* First, dress the part. Be sure that you are dressing professionally. Women often sabotage themselves by dressing too sexy or too casual at work. Wear a jacket or blazer to add personal authority to your look. Avoid clothing that is too tight or too revealing — no cleavage. The more skin you show, the less professional it is.
* Speak with confidence. Avoid terms and phrases that can make what you say sound less definitive. For instance, phrases such as “I think,” “I feel” or “I just” make you sound unsure about what you are saying. Try saying, “My research shows ...,” or “This study confirms my idea about ... .” Do speak up and offer ideas.
* Develop a firm handshake, and don't be afraid to initiate a handshake. The person who initiates the handshake has the advantage. Make good eye contact when speaking with someone. Being able to make eye contact when speaking makes all of us appear more confident.

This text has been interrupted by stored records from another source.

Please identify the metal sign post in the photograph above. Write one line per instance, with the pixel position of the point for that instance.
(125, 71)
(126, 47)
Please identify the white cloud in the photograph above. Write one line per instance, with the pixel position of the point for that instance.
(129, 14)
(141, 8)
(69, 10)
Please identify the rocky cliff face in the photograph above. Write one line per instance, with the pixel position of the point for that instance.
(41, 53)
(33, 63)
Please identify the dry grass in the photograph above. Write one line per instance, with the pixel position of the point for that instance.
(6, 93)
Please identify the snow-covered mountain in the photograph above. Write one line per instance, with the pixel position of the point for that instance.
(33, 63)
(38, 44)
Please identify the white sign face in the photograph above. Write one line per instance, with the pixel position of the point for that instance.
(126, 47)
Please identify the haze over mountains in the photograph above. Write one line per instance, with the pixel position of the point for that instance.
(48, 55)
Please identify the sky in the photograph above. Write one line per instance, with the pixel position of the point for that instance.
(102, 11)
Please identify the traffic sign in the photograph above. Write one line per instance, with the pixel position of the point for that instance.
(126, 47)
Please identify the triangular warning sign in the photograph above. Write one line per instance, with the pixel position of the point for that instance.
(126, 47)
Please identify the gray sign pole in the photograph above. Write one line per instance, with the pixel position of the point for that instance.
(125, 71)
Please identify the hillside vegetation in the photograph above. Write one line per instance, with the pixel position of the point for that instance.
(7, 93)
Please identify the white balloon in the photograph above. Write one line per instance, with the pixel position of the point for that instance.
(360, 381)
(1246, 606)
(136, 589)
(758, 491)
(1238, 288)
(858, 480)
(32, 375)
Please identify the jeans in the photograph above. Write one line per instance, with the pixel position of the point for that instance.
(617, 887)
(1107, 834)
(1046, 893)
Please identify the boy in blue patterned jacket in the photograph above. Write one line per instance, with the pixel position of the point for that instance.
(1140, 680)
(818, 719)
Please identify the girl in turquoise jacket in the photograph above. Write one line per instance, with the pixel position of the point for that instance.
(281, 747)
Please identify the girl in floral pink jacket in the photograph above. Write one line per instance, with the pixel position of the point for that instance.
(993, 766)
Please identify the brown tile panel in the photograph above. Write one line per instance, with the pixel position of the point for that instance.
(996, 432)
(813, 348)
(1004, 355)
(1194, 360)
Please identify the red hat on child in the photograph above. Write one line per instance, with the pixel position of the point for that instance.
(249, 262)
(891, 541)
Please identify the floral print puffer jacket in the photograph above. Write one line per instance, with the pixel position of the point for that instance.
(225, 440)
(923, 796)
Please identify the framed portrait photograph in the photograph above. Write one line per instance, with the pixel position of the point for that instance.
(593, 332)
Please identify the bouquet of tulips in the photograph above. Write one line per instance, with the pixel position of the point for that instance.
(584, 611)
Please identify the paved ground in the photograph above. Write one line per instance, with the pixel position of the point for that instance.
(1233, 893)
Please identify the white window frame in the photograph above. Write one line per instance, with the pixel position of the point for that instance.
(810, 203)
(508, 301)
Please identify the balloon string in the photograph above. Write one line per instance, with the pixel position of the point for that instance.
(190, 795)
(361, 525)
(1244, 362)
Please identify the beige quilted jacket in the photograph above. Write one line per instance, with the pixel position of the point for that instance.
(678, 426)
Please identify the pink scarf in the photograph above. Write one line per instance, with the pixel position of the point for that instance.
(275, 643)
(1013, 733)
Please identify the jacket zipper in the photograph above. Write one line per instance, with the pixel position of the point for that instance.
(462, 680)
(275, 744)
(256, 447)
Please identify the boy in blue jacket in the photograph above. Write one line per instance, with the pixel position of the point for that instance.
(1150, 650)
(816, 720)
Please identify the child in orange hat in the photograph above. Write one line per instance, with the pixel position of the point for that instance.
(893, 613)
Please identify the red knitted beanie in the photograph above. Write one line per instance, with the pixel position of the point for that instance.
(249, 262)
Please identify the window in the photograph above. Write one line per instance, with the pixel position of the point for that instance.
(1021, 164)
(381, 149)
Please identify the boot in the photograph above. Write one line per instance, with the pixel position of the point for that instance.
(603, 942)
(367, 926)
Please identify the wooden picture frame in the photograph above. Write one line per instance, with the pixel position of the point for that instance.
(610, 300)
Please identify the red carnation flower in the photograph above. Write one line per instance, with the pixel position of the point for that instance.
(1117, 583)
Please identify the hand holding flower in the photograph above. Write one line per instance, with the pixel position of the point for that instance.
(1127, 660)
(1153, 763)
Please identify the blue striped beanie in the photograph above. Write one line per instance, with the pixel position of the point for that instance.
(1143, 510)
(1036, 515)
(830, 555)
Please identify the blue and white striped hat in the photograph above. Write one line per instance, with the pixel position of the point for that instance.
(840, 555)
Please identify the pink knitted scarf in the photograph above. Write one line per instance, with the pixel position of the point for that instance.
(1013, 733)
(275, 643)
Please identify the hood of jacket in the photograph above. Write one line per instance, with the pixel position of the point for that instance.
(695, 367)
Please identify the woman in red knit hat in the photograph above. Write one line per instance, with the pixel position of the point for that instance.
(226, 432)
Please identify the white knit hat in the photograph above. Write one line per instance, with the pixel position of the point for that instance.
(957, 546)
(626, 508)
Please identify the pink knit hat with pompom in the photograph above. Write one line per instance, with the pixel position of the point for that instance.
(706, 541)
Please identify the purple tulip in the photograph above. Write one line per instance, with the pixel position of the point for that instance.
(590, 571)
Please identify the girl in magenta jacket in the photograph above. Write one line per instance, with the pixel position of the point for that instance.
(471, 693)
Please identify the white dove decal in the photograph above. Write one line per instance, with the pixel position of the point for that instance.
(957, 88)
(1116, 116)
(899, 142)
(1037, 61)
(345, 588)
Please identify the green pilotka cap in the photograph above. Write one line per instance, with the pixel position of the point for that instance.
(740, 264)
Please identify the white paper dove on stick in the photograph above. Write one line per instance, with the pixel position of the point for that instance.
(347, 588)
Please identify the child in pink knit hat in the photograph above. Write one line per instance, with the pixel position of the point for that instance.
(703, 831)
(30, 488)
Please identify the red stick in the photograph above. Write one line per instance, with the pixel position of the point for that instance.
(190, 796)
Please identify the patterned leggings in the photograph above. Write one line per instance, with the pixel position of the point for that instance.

* Stand for introductions when meeting and greeting someone in your office or out in public. If women stay seated when the men stand, they are relinquishing some of their personal authority. The business world is gender neutral. That means there is the same expectation for women as there is for men.
* Watch your body language. Over 80 percent of our communication is nonverbal. Standing straight and walking with purpose speaks volumes.
* Consider finding a mentor who is a seasoned professional to guide you through the rough spots.